In 1975, Governor Ella Grasso appointed Butterworth to serve on the state's Public Utilities Control Authority and made her chair in 1978, the first woman to hold the leadership position. Though she led the government body, in May 1979, Butterworth was fired by Grasso and then accepted the post as president of the Hartford College for Women. The post was temporary, as the previous president had resigned and was slated to be replaced in September 1980. In 1981, she ran for a seat on the West Hartford Town Council and won with 11,222 votes, more than any other Democratic candidate. Butterworth traveled to Nicaragua in 1984 as an international observer to the first democratic election held in the country in ten years. She was critical of the United States' policies in Central America fearing that tensions might escalate into a "second Vietnam". In the election of 1985, Butterworth decided not to run for reelection to the town council.

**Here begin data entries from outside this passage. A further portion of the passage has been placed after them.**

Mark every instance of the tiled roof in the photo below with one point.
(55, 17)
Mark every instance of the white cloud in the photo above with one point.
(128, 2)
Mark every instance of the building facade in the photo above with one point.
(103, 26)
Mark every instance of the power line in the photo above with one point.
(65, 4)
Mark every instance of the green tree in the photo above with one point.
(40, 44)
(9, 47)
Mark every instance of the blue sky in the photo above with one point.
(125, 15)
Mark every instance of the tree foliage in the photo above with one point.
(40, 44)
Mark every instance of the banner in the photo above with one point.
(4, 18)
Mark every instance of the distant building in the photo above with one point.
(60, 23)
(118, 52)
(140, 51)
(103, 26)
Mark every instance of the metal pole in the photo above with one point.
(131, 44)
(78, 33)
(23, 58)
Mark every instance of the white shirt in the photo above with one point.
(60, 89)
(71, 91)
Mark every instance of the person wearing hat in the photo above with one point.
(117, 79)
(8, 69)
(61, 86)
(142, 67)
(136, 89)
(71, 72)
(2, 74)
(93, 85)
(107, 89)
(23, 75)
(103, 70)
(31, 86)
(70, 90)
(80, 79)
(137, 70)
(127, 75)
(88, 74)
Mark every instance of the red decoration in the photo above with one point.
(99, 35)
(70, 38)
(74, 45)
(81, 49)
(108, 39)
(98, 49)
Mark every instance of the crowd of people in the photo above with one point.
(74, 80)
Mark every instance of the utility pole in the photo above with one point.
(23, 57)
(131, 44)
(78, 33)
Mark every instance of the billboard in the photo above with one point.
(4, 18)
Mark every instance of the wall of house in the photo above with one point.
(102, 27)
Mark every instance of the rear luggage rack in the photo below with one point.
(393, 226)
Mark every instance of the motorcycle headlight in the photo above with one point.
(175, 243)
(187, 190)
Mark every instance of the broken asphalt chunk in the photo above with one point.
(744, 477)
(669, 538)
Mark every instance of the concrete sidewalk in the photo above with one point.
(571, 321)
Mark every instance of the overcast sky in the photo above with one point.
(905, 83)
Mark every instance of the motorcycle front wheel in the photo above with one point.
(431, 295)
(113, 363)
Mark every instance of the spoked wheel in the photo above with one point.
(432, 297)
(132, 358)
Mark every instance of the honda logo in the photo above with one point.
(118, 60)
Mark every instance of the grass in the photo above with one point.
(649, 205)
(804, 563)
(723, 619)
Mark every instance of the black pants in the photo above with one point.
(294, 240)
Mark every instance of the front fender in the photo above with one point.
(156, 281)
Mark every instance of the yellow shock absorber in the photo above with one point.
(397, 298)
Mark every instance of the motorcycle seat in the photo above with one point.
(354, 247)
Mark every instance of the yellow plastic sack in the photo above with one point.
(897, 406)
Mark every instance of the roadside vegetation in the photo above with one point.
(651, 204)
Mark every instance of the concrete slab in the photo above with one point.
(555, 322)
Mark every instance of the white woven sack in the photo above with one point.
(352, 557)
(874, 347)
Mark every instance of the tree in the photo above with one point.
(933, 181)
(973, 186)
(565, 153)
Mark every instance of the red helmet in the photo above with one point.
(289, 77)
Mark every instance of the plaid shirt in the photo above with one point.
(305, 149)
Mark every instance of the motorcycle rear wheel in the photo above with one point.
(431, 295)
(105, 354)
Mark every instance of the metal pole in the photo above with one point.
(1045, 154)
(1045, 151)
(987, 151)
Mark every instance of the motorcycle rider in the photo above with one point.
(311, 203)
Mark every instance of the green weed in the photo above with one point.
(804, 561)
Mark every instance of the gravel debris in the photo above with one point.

By the 1990s, Butterworth was working as the town historian and served on the committee planning events for the sesquicentennial of West Hartford. In 1995, she attended the World Conference on Women, hosted in Beijing. To give a more balanced history of West Hartford, she wrote a book in 1997, researched by Sally Whipple, to relate the history of African American contributions to the community. Her book, as well as an earlier town history by Ellsworth Grant, were eventually published in 2001 as Celebrate! West Hartford: An illustrated history, when Richard "Dick" Woodworth joined them to help get the stalled project to press. In 2008, she wrote her memoirs, never intending them for publication, but in 2010 Just Say Yes was published. In 2018, Lull Before the Storm taken from her diary kept during her 1938 trip to Heidelberg became Butterworth's fourth book.

==Death and legacy==
Butterworth died from heart disease on July 9, 2019, in Bloomfield, Connecticut, where she had been in hospice care. Her papers were donated to the Thomas J. Dodd Research Center at the University of Connecticut Libraries. A gallery at the Hartford College for Women was named Miriam B. Butterworth Art Gallery in her honor.